To make things worse (not to mention inflame already growing anti-mainland sentiment), Beijing released a document in June called the "White Papers", which essentially reneges on the initial handover deal. This, combined with the increasing public dissatisfaction toward the Hong Kong government for failing to protect its citizens' interests, has caused a student uprising – now dubbed the Umbrella Revolution – organised by Occupy Central activists, the Hong Kong Federation of Students and another student group known as Scholarism. The latter's leader, 17-year-old Joshua Wong, has become the face of the new movement. He's said that "20 years later, they we’ll remember that we’ve made this stand."

At the moment, protesters have reached a stalemate with the Hong Kong and Chinese governments. But that hasn’t quelled their spirits. In fact the demonstration has gone global with New York City, Vancouver, Brisbane and London joining in. Within the city, protesters are now blockading roads at five different districts. 

"The voices of minorities need to be heard and one way to achieve that is through democracy," says Henness Wong, a 25-year-old who has stayed overnight to help as a medical volunteer. "Right now there isn’t representation for those that need help the most in Hong Kong. My parents don’t agree with what I’m doing and they think it’s to the detriment to economic growth of the city. But I think this is short-sighted and in the long run, if this is a city that can celebrate all the voices of its people, the city can actually grow even more."

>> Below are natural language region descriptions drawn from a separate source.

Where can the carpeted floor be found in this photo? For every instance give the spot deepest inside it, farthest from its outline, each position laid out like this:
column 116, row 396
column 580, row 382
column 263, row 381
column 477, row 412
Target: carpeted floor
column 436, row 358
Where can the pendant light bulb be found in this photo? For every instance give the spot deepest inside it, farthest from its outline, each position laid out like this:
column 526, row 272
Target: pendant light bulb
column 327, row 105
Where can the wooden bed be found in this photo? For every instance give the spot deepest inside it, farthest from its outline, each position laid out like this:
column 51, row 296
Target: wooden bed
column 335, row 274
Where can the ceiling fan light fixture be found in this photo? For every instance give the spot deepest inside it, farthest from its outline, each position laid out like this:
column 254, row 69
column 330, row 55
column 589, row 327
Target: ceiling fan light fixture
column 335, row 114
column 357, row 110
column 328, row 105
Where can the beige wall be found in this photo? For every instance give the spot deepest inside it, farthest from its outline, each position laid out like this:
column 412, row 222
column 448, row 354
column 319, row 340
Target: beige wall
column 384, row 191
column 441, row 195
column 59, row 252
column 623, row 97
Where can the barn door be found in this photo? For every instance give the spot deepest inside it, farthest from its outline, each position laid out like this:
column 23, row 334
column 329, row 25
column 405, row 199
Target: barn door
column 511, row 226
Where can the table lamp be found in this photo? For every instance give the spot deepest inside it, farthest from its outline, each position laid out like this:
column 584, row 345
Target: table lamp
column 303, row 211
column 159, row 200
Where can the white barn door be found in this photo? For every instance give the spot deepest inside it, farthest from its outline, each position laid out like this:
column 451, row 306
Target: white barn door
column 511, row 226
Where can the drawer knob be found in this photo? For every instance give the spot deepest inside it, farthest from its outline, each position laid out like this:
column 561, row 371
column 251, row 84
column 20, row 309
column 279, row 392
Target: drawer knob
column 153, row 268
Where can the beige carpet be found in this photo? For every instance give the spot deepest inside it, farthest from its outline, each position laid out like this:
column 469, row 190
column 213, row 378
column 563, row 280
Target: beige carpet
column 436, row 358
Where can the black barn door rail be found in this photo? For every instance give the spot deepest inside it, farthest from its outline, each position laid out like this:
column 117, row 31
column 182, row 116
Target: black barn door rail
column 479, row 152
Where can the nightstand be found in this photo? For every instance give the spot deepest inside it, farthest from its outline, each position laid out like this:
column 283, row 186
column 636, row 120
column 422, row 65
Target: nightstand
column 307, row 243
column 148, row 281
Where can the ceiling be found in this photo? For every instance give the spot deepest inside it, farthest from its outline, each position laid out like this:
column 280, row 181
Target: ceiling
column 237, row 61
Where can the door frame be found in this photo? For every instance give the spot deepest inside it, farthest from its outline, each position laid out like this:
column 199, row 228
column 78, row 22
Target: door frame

As Wong noted, there is a generational divide when it comes to this movement. Many in the older generation, like 71-year-old Mr Chan (he wanted to remain anonymous), think the students are being foolish and manipulated by political activists.

"It’s no good," says Chan. "It’s causing such an inconvenience with traffic. Democracy is great, but China is not going to have it and there won’t be any international interference because all the industrial countries like the US, England and Japan depend on China. These kids are just being used. They should just take care of yourselves, marry and have kids."

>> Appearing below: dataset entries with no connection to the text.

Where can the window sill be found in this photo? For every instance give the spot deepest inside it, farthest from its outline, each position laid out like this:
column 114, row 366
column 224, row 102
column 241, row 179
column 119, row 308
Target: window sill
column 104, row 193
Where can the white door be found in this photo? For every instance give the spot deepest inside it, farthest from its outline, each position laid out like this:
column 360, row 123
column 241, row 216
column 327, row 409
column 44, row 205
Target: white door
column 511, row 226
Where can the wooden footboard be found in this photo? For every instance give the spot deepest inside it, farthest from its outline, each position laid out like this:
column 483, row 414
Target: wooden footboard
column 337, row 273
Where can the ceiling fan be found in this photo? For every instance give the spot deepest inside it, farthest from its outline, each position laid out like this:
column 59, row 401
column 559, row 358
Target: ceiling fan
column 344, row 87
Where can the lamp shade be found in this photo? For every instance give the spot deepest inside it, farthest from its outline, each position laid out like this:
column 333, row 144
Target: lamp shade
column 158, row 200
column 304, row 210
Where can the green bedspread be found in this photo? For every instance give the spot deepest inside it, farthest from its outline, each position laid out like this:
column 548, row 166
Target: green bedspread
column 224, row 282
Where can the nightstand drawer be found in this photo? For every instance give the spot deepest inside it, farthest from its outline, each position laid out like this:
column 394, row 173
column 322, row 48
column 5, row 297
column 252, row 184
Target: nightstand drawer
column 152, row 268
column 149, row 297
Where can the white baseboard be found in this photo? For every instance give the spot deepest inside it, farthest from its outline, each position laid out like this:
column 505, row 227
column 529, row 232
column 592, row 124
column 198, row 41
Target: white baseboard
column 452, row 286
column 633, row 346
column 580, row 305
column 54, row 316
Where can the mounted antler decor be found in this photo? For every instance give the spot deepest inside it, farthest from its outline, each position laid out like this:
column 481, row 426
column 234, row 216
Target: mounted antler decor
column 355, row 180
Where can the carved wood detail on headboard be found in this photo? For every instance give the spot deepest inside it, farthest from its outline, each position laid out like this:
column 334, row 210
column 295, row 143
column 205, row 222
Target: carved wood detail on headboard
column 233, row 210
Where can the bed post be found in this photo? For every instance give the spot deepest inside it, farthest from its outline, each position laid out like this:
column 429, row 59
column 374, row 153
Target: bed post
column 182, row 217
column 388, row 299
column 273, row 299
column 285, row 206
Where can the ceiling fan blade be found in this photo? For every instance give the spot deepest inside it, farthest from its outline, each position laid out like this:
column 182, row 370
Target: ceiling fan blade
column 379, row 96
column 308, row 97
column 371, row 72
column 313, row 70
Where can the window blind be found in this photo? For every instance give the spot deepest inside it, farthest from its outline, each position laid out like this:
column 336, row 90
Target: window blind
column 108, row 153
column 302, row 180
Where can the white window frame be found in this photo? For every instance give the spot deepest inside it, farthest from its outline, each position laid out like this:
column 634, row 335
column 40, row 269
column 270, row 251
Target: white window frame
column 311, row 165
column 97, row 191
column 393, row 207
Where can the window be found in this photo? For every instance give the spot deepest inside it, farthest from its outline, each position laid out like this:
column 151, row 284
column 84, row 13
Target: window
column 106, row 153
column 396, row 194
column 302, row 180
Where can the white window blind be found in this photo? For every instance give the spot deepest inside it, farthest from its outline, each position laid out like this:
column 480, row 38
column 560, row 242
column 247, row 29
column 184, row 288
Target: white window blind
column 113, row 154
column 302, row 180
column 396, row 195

There are, however, older supporters as well, like 60-year-old retired sociology teacher Rosetta Ng. "Don’t these parents want their kids to have better than they have?" says Ng, who has been to the rally every day. "What they are doing is suppressing them to think freely for themselves. And they do this for their own selfish reasons. I think it has too much to do with the Chinese tradition of filial piety. What your elders say goes. But these young people have a mind of their own."

“When you look at history, a lot of change and social movements come from students” – Yukiko Lui, student

44-year-old Leslie Law agrees: "I like this movement the most because I used to have an impression that the young generation only cares about money. But this movement gives me hope. These students have ideals and they are fighting for them."

"When you look at history, a lot of change and social movements come from students," says 17-year-old Yukiko Lui, who is the co-president of the Amnesty International club at Pokfulam's West Island School. “Just look at the Russian revolution or the civil rights movement. Young people are aware and to say that students are being brainwashed is extremely condescending."

There is a clear resolve in the air just as National Day ends. A collective social conscious has developed where protesters see value in their solidarity, even in the likelihood that CY Leung won’t step down and universal suffrage won’t be achieved. But now the fire's been lit; a new generation of Hong Kongers feel a strengthened identity. And they have a clear idea of where they want to take their city.